Simplifying, Stabilizing and Scaling Continuous-Time Consistency Models (2410.11081v2)

Abstract: Consistency models (CMs) are a powerful class of diffusion-based generative models optimized for fast sampling. Most existing CMs are trained using discretized timesteps, which introduce additional hyperparameters and are prone to discretization errors. While continuous-time formulations can mitigate these issues, their success has been limited by training instability. To address this, we propose a simplified theoretical framework that unifies previous parameterizations of diffusion models and CMs, identifying the root causes of instability. Based on this analysis, we introduce key improvements in diffusion process parameterization, network architecture, and training objectives. These changes enable us to train continuous-time CMs at an unprecedented scale, reaching 1.5B parameters on ImageNet 512x512. Our proposed training algorithm, using only two sampling steps, achieves FID scores of 2.06 on CIFAR-10, 1.48 on ImageNet 64x64, and 1.88 on ImageNet 512x512, narrowing the gap in FID scores with the best existing diffusion models to within 10%.

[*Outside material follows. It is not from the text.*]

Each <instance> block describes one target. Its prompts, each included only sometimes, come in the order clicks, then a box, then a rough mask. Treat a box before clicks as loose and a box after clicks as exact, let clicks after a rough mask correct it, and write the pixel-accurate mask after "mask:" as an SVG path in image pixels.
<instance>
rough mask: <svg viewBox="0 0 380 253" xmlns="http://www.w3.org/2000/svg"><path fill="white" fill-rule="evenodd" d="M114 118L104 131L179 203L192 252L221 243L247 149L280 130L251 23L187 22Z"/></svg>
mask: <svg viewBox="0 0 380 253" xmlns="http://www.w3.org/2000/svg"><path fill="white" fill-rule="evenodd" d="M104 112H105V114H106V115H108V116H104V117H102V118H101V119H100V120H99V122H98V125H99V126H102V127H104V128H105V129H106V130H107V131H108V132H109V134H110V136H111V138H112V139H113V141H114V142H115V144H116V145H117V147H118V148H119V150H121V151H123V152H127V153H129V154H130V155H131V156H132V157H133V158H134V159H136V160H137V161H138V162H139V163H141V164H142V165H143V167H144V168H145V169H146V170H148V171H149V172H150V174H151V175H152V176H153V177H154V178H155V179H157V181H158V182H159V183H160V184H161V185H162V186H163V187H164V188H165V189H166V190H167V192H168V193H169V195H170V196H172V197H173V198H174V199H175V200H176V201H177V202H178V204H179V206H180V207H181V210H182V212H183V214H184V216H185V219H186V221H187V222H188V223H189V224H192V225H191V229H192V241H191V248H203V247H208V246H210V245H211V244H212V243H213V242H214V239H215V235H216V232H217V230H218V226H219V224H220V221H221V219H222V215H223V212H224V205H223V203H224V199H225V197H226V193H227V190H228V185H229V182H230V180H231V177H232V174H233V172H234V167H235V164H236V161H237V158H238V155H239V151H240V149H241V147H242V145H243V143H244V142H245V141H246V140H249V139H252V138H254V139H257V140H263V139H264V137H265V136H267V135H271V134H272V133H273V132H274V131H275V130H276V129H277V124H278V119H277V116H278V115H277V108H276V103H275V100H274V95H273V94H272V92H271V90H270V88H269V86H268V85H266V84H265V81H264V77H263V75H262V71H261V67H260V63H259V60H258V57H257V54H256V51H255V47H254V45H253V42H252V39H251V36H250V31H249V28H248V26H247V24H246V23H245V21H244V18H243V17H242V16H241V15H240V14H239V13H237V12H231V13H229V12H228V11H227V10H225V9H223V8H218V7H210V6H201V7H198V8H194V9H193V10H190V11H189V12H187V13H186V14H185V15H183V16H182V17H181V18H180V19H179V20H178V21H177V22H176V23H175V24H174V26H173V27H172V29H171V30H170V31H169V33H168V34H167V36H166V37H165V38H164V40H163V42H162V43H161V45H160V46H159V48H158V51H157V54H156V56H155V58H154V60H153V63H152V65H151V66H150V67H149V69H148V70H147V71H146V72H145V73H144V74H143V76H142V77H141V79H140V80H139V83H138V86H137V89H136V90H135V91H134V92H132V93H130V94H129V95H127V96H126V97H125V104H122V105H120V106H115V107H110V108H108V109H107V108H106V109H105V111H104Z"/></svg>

• The paper introduces the TrigFlow framework that simplifies generative modeling by integrating EDM and Flow Matching with streamlined trigonometric formulations.
• It stabilizes training dynamics using identity time transformations, positional embeddings, and adaptive normalization, enabling scale-up to 1.5 billion parameters.
• The study achieves competitive FID scores on benchmarks like CIFAR-10 and ImageNet, reducing sampling steps to only two while nearing the performance of state-of-the-art diffusion models.

Overview of "Simplifying, Stabilizing & Scaling Continuous-Time Consistency Models"

The paper by Cheng Lu and Yang Song presents advancements in the domain of continuous-time consistency models (CMs) within generative modeling. Consistency models, a subset of diffusion-based generative models, are designed to address the computational inefficiencies typical in traditional diffusion models, which often require numerous steps to generate high-quality samples.

Core Contributions

1. Unified Framework with TrigFlow: The authors introduce the TrigFlow framework that combines elements from EDM and Flow Matching while simplifying the existing formulations. This framework ensures that parameterization and objective functions remain straightforward, often translating complex arithmetic relationships into simpler trigonometric formulations.
2. Stabilization of Training Dynamics: The paper identifies sources of instability in continuous-time CM training, notably in the derivative with respect to time. Through identity time transformations, positional embeddings, and adaptive normalization techniques, the stability of these models is enhanced. This stabilization allows for the effective scaling of models to 1.5 billion parameters, as demonstrated on datasets like ImageNet 512×512.
3. Training and Sampling Enhancements: The authors propose adaptive weighting strategies and tangent normalization to mitigate the variance in gradients. This results in better training stability and sample quality. By employing a progressive annealing strategy, the models achieve improved results using fewer computational resources.
4. Impressive Numerical Results: The proposed models achieve competitive Fréchet Inception Distance (FID) scores, such as 2.06 on CIFAR-10 and 1.48 on ImageNet 64×64, with only two sampling steps. These results bring the FID scores of consistency models within 10% of state-of-the-art diffusion models.

Implications and Future Directions

The innovations in parameterization, stability, and sampling efficiency underscore the potential of continuous-time CMs as viable alternatives to large-step diffusion models. The simplifications allow for more scalable model architectures without sacrificing performance, suggesting a path toward even larger and more complex models in generative AI.

Future research could focus on further optimizing computational efficiency, potentially integrating these models with emerging hardware accelerators. Additionally, exploring other domains such as video or 3D generation could reveal broader applicability.

Conclusion

This paper contributes substantially to the field of generative modeling by addressing longstanding challenges in training stability and computational efficiency. The strategies proposed around the simplified TrigFlow formulation, combined with stabilized training dynamics, present a meaningful advancement towards more practical and scalable generative models. The results demonstrate a narrowing gap with diffusion models, positioning continuous-time CMs as promising contenders in the advancement of generative technologies.